# Improved support for solving systems of nonlinear equations

Abstract:

- Scilab's function fsolve computes a root of a system of nonlinear equations. Currently, fsolve is a wrapper around the subroutine HYBRD. HYBRD is well suited to solving systems with dense derivatives, but can not solve large systems with sparse derivatives. I propose to improve the current interface to HYBRD, construct a test set of nonlinear systems with dense and sparse derivatives, and implement an experimental solver for systems of nonlinear equations with sparse derivatives.

### Student time line

See here for the Google Summer of Code planning.

### Clues

What about using a non linear optimization method ? For example IPOpt (https://projects.coin-or.org/Ipopt) is a very powerful solver. If a non linear constrained optimization method can be used, I have already interfaced this method to Scilab. See here.

### Work time line

Step 1:

- Starting a minimal toolbox. Getting all the files related to fsolve and copy these files into a separate toolbox. This can certainly be done during community bonding. The interesting files are: In the directory scilab/modules/optimization/sci_gateway/fortran, you can find Ex-fsolve.f and sci_f_fsolve.f In the directory scilab/modules/optimization/src/fortran/minpack, you can find the hybr*.f files.

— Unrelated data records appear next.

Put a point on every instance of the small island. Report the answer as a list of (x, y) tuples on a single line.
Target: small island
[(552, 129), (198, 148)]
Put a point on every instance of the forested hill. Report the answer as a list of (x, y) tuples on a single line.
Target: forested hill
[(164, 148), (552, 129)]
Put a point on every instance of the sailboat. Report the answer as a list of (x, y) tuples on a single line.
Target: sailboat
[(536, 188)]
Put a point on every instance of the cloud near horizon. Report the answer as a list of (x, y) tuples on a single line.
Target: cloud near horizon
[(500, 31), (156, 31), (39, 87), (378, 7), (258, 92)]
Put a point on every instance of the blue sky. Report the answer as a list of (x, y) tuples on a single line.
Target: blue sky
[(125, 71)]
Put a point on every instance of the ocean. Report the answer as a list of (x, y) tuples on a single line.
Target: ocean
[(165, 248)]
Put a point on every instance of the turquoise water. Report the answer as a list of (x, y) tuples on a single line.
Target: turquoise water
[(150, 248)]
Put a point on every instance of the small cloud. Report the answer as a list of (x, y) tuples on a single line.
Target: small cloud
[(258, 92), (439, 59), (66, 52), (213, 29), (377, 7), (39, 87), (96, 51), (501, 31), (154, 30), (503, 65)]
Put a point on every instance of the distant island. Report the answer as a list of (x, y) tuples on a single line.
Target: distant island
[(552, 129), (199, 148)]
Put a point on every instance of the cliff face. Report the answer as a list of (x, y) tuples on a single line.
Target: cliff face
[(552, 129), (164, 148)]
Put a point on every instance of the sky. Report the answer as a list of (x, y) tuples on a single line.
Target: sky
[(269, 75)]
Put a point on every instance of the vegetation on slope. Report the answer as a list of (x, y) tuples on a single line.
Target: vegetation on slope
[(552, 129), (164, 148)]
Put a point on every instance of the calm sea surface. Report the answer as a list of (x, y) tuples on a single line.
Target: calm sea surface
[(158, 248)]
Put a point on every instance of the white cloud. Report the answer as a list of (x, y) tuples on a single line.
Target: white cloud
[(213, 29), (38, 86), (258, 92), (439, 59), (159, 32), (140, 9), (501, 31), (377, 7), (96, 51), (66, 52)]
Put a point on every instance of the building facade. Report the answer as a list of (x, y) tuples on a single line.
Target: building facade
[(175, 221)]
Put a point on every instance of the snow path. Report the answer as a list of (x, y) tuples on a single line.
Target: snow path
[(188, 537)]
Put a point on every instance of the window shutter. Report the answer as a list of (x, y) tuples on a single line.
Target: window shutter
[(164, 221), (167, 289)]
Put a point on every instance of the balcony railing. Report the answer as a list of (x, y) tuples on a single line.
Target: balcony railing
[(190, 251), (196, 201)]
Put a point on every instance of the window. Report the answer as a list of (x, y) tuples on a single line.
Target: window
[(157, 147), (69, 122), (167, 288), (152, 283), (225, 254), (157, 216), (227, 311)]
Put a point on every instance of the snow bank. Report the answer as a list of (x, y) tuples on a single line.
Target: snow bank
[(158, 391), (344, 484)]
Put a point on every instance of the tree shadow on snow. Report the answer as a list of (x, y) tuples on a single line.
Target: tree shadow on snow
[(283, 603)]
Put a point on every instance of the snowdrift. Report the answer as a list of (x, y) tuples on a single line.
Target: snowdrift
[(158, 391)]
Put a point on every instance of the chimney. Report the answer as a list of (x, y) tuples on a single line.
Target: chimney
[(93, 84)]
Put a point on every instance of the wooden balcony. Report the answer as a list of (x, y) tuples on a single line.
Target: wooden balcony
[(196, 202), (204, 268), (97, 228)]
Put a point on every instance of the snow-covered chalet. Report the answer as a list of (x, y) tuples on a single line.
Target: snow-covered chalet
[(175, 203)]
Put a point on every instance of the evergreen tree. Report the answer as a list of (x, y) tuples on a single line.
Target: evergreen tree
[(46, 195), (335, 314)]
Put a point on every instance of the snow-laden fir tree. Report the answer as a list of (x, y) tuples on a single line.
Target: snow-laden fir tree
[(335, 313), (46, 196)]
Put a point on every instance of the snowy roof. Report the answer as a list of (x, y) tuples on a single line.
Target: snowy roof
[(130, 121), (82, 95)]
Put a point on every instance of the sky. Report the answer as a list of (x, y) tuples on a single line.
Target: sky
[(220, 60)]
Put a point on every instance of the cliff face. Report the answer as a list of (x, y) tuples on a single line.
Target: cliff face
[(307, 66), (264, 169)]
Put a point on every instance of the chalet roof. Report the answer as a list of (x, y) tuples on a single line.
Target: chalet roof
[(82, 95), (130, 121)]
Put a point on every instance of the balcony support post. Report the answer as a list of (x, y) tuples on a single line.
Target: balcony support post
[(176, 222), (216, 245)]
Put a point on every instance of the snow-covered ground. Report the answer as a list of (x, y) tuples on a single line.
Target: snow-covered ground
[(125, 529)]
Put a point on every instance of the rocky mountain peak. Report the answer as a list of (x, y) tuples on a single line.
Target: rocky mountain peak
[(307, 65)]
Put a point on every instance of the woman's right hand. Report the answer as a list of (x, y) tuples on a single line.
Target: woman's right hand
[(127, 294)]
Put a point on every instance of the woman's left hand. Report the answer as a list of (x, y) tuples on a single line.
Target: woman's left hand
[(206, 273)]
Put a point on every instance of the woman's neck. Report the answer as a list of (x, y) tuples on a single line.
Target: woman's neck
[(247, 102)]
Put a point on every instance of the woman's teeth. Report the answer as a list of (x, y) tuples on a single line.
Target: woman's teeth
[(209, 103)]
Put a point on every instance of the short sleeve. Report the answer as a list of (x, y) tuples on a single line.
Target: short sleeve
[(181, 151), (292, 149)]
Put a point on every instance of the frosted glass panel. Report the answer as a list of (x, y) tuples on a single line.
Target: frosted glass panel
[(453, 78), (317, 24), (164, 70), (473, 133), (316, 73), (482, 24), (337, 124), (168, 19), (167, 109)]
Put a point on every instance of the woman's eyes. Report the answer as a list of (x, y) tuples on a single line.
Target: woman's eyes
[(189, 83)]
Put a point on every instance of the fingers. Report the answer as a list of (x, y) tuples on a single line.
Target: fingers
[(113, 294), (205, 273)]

In the directory scilab/modules/optimization/help/en_US, you can find the fsolve.xml file.

Step 2:

- Define a first strategy to solve efficiently a system of non linear equations:
- which methods in which cases (sparse, not sparse) ?
- when do we switch (small problem / large problem) ?
- how do we code (Scilab script, Fortran / C code interfaced to Scilab) ?
- do we code a new method (due to licence problems) ?

Step 3:

- Gather some test problems (gaz flow network problem, problems from other sources). For the gaz flow problem, it's a scilab script. For the other problems, it will be (maybe) fortran code. So, we certainly need to interface these codes to Scilab.

Step 4:

- Code (the code can certainly be started at step 2 ...). Maybe we can divide here the coding approach:
- write a sparse / full fsolve method (don't bother on the huge problem thing)
- add the hability to deal with big problems.

Step 5:

- Test (the test part should be started as soon as possible). Doc (the doc part should be started as soon as possible too).